# What is Passport Validity to travel in Australia



## jbkatariya

Hi,
I hold Permanent Resident of Australia (Class VE, Sub Class 175) visa and Indian Passport which will expire on 23/10/2013.(around four months left)
Will I be allowed to enter Australia with my Passport validity less than 6 months.

Regards
Jitendra


----------



## jmcd16

I am pretty sure it's 6 months for most countries. I'd get a new one to be safe -- you're going to have to anyway. 
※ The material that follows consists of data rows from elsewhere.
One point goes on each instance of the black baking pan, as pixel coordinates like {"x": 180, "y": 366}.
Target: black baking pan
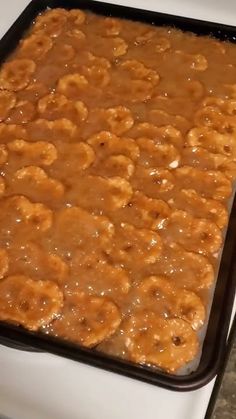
{"x": 216, "y": 336}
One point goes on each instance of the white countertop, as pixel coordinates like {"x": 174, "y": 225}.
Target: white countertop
{"x": 43, "y": 386}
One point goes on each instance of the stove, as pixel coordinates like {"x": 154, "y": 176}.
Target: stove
{"x": 37, "y": 385}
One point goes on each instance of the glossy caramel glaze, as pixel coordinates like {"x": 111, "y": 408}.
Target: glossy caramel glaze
{"x": 117, "y": 159}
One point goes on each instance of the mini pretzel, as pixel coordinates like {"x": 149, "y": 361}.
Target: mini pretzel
{"x": 39, "y": 152}
{"x": 51, "y": 22}
{"x": 4, "y": 262}
{"x": 166, "y": 343}
{"x": 97, "y": 75}
{"x": 160, "y": 118}
{"x": 189, "y": 307}
{"x": 162, "y": 44}
{"x": 134, "y": 91}
{"x": 7, "y": 102}
{"x": 142, "y": 244}
{"x": 111, "y": 26}
{"x": 189, "y": 200}
{"x": 105, "y": 143}
{"x": 108, "y": 280}
{"x": 145, "y": 36}
{"x": 155, "y": 183}
{"x": 88, "y": 319}
{"x": 97, "y": 193}
{"x": 77, "y": 16}
{"x": 15, "y": 75}
{"x": 62, "y": 129}
{"x": 159, "y": 294}
{"x": 213, "y": 141}
{"x": 82, "y": 154}
{"x": 36, "y": 45}
{"x": 55, "y": 105}
{"x": 34, "y": 182}
{"x": 99, "y": 62}
{"x": 12, "y": 131}
{"x": 38, "y": 216}
{"x": 2, "y": 186}
{"x": 194, "y": 234}
{"x": 34, "y": 91}
{"x": 32, "y": 304}
{"x": 117, "y": 165}
{"x": 71, "y": 85}
{"x": 119, "y": 47}
{"x": 210, "y": 184}
{"x": 187, "y": 269}
{"x": 157, "y": 155}
{"x": 22, "y": 113}
{"x": 76, "y": 226}
{"x": 119, "y": 119}
{"x": 203, "y": 159}
{"x": 160, "y": 135}
{"x": 138, "y": 71}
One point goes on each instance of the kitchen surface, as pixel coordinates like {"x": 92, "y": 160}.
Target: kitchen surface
{"x": 226, "y": 401}
{"x": 37, "y": 385}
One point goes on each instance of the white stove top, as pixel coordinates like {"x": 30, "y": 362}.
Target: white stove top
{"x": 43, "y": 386}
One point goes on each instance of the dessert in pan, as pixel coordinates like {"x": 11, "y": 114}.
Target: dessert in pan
{"x": 117, "y": 153}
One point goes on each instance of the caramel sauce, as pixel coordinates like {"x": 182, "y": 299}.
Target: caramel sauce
{"x": 117, "y": 158}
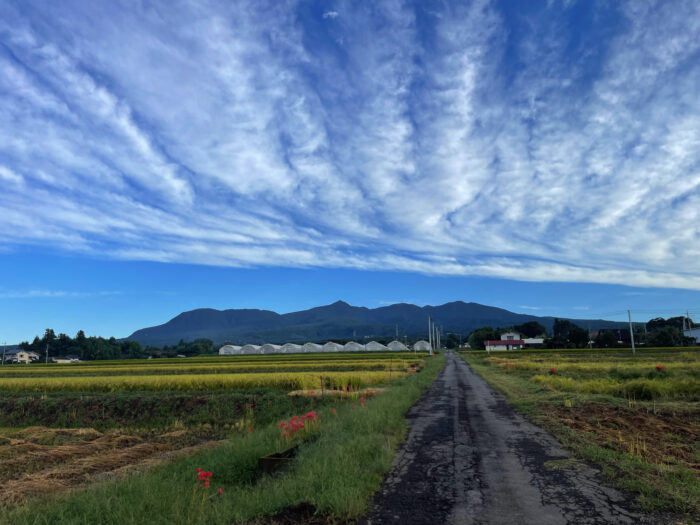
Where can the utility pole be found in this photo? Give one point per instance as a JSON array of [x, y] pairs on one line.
[[430, 336], [629, 316]]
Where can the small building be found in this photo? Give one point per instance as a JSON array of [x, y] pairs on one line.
[[373, 346], [397, 346], [330, 346], [352, 346], [230, 350], [694, 333], [270, 349], [504, 344], [312, 347]]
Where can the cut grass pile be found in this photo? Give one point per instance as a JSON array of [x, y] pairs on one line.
[[639, 423], [335, 472]]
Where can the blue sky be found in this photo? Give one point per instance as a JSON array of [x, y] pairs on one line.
[[161, 156]]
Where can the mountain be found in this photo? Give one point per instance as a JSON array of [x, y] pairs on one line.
[[337, 321]]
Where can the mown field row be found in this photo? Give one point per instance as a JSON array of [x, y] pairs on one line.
[[257, 358], [199, 368], [200, 382]]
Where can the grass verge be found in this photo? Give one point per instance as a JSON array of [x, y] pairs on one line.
[[647, 448], [337, 472]]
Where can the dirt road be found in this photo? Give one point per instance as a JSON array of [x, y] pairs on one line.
[[470, 458]]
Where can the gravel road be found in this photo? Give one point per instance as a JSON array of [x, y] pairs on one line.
[[470, 458]]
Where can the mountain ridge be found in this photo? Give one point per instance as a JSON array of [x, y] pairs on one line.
[[338, 320]]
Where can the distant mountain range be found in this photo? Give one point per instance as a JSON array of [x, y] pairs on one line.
[[337, 321]]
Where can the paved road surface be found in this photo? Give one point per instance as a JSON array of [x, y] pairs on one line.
[[469, 458]]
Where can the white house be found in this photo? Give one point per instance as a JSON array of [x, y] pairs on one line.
[[250, 349], [508, 341], [230, 350], [312, 347], [421, 346], [373, 346], [352, 346], [270, 349], [396, 345], [694, 333], [330, 346]]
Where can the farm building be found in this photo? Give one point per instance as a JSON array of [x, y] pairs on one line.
[[373, 346], [270, 349], [312, 347], [421, 346], [229, 350], [330, 346], [396, 345], [250, 349], [694, 333]]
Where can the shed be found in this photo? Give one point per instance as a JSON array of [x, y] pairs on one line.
[[270, 349], [312, 347], [229, 350], [421, 346], [373, 346]]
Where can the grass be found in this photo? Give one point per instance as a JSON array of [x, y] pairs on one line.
[[336, 472], [640, 425]]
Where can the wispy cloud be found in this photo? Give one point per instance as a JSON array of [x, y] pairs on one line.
[[441, 142]]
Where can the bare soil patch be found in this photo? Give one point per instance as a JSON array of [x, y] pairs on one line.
[[659, 436]]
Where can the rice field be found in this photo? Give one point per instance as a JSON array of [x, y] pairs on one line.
[[336, 372]]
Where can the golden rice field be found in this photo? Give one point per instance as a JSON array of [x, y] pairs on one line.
[[670, 374], [211, 374]]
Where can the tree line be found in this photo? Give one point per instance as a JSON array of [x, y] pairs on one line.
[[99, 348], [658, 332]]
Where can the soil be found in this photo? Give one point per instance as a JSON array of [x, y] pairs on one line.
[[659, 436], [470, 458]]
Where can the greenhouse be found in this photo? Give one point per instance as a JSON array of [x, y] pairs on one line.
[[270, 349], [230, 350], [312, 347], [396, 345], [250, 349], [332, 347], [373, 346], [422, 346]]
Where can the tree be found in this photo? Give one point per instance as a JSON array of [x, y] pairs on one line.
[[530, 329], [478, 336]]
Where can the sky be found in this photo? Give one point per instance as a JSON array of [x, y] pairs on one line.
[[161, 156]]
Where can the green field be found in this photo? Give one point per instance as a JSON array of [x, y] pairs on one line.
[[99, 443], [637, 416]]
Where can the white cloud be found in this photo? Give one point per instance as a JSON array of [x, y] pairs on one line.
[[224, 134]]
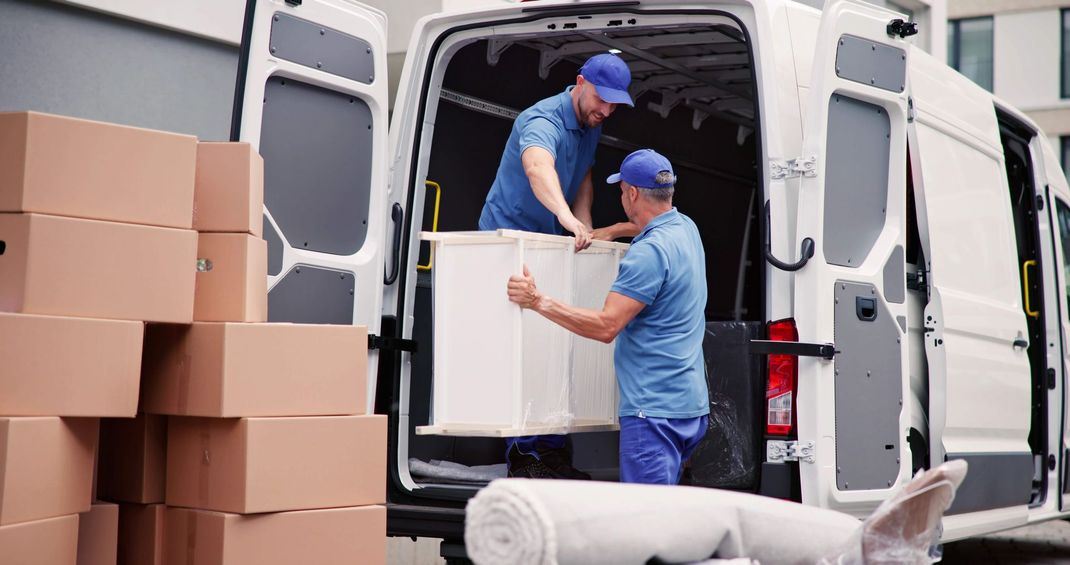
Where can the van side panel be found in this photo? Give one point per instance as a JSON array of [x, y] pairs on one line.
[[979, 380]]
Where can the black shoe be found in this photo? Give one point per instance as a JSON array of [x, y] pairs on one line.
[[523, 466], [561, 463]]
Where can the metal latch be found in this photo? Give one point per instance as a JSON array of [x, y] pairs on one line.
[[793, 168], [779, 451], [392, 344], [917, 280]]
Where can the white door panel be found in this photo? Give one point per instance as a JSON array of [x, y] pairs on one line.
[[852, 292], [314, 103], [979, 379]]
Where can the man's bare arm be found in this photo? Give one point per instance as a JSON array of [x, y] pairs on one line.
[[601, 325], [623, 229], [585, 196], [541, 174]]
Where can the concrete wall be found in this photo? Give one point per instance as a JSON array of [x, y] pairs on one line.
[[62, 59], [1026, 58]]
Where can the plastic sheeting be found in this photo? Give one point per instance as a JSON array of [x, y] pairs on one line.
[[503, 371], [730, 454]]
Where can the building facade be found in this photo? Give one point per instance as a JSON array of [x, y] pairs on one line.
[[1020, 50]]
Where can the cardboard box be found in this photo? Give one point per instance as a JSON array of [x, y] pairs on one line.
[[242, 369], [133, 459], [46, 467], [230, 188], [141, 534], [49, 541], [80, 168], [67, 266], [98, 535], [231, 278], [338, 536], [69, 366], [251, 466]]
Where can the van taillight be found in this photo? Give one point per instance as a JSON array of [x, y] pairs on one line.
[[783, 376]]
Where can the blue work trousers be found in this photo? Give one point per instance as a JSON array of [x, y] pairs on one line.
[[653, 449]]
If you need it fast, can you pay a little extra to have it expedited?


----------



## jmcd16

Maybe not though... I can't find anything on the site about passport validity and resident return visas. They do say:

Obligations

If you change your passport after you have been granted this visa you must notify the department. If you do not provide us with details of any new or additional passport you use to travel to Australia, you are likely to experience delays when trying to re-enter Australia. For example, you may be made to wait a significant period at the airport while the matter is resolved and could even be denied permission to board your plane.
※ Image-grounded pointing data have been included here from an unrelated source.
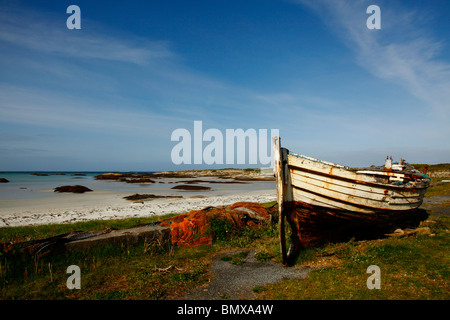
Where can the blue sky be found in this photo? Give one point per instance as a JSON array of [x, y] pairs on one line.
[[108, 96]]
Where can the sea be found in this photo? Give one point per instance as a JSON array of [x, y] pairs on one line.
[[27, 184]]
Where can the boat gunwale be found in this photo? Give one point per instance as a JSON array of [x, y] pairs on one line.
[[374, 184]]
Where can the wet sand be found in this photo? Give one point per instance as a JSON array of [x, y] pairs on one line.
[[104, 205]]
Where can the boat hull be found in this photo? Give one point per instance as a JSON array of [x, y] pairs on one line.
[[323, 201], [330, 186]]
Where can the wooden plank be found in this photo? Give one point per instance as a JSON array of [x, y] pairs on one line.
[[280, 178], [353, 190]]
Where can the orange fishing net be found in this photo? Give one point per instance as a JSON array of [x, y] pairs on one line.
[[194, 228]]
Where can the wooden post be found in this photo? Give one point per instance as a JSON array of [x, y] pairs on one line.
[[279, 168]]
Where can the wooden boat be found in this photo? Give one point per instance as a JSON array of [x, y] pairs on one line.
[[321, 198]]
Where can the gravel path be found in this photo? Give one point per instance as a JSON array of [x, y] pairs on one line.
[[236, 282]]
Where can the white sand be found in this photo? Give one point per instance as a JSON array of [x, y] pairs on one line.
[[104, 205]]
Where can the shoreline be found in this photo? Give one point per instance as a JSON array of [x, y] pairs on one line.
[[107, 205]]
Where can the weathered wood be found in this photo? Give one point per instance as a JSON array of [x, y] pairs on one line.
[[323, 201], [131, 236], [326, 184], [279, 174]]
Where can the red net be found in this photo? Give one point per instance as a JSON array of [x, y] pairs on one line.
[[194, 228]]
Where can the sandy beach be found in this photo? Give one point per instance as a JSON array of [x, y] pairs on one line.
[[104, 205]]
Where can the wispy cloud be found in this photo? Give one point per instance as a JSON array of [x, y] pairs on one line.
[[44, 33], [400, 52]]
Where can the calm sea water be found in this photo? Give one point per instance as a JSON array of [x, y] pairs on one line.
[[23, 185]]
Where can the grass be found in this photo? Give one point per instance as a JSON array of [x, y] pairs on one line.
[[416, 267]]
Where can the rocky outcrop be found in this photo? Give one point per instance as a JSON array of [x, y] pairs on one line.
[[73, 189], [191, 188], [142, 197]]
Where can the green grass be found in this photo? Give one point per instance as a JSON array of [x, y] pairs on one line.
[[416, 267]]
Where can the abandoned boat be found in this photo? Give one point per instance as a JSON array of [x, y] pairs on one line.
[[320, 198]]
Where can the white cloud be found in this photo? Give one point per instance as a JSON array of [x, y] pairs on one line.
[[400, 52], [44, 33]]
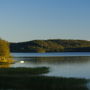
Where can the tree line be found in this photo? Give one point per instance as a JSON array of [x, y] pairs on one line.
[[51, 45]]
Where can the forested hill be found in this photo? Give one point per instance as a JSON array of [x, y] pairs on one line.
[[55, 45]]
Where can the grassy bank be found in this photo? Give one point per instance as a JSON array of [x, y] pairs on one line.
[[29, 79], [41, 83]]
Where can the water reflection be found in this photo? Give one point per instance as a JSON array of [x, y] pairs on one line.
[[74, 66], [56, 60], [5, 65]]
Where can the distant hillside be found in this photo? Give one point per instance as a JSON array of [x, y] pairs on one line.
[[54, 45]]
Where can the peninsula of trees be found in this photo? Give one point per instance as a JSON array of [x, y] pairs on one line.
[[51, 45]]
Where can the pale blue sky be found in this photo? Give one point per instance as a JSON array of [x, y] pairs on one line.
[[24, 20]]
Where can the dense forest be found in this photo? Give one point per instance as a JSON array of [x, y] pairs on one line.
[[51, 45], [4, 48]]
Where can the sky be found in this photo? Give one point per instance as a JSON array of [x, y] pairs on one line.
[[25, 20]]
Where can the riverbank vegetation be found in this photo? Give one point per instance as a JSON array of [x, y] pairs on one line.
[[54, 45], [16, 82]]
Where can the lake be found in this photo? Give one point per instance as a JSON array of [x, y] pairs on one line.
[[65, 64]]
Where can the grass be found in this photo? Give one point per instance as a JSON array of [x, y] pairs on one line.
[[41, 83], [30, 79]]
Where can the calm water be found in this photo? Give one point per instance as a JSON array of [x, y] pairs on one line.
[[68, 64]]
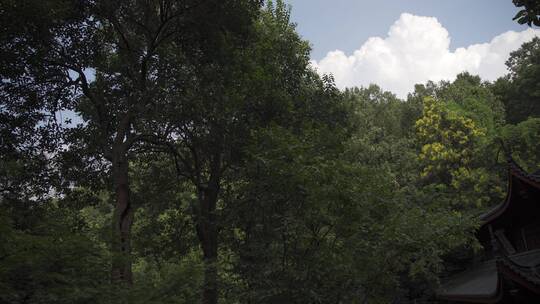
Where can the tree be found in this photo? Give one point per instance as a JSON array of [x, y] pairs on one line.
[[530, 12], [138, 53], [519, 90]]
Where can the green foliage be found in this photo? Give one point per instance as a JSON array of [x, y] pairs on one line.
[[530, 13], [524, 141], [248, 175], [519, 91]]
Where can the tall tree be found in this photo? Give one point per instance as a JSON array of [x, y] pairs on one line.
[[519, 91], [121, 64]]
Maybe you should contact them and check just to be sure? Although, I imagine you are going to need a new passport no matter what, so you might as well get one.


----------



## jbkatariya

Thanks jmcd16 for trying to help me.
yes even I could not find any strong information about this most I found out is 6 months minimum validity but it is for travel visa.
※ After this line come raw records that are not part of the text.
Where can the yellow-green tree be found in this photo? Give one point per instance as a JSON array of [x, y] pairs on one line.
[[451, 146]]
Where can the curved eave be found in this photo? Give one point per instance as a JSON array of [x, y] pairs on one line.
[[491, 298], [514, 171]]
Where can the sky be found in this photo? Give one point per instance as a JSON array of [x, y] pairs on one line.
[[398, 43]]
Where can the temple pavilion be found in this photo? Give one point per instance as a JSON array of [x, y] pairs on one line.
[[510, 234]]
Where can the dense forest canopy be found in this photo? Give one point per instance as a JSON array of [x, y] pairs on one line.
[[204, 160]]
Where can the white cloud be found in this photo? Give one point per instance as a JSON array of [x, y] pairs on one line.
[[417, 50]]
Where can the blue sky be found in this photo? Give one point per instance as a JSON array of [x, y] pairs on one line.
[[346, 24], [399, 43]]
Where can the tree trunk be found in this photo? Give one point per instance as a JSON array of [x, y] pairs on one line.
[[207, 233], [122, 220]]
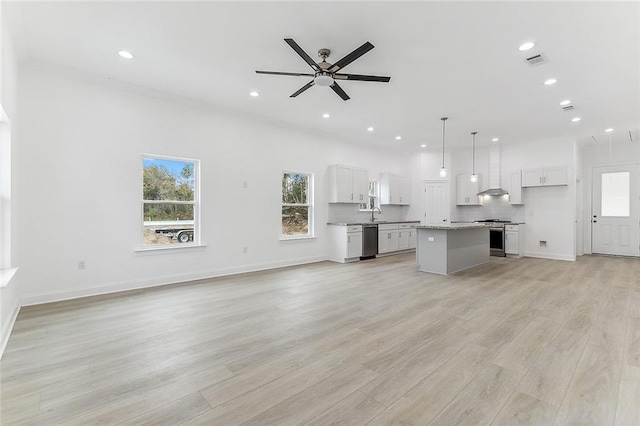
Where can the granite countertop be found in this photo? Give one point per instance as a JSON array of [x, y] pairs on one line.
[[455, 226], [377, 222]]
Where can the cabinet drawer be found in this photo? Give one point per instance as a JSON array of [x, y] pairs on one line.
[[387, 226], [407, 225]]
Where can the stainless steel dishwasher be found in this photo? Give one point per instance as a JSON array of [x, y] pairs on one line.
[[369, 241]]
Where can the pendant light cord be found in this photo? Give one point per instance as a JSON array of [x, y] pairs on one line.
[[473, 148], [443, 130]]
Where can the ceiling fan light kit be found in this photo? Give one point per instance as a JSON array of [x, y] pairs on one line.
[[325, 74]]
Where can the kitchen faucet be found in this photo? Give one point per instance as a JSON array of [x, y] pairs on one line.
[[373, 210]]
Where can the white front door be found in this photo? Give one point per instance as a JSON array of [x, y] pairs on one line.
[[614, 215], [437, 203]]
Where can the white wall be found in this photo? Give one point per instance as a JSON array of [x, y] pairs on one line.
[[78, 187], [9, 295]]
even not sure if this rule changes as per visa type and country OR just as per country.

I have no choice have to wait till Monday to get in touch with some Airline directly.

Thanks again.


----------



## jbkatariya

Thanks,

I checked with airlines they said I need one year validity on my passport.
I have applied for reissue of passport hope it comes on time.

Thanks for all help


----------



## cjka

Usually, the problem with passports is with your home country. They have the 6month validity requirement upon departure because they don't want you to not be able to travel while overseas if there's an emergency or something. Also, the passport fees for your country in it's consulate in Australia may be more expensive. So better renew than over in Australia.


----------



## jbkatariya

Thanks,
I have applied for reissue of passport.
Thanks for all information


----------



## jbkatariya

Hi all,
Got my new passport today


----------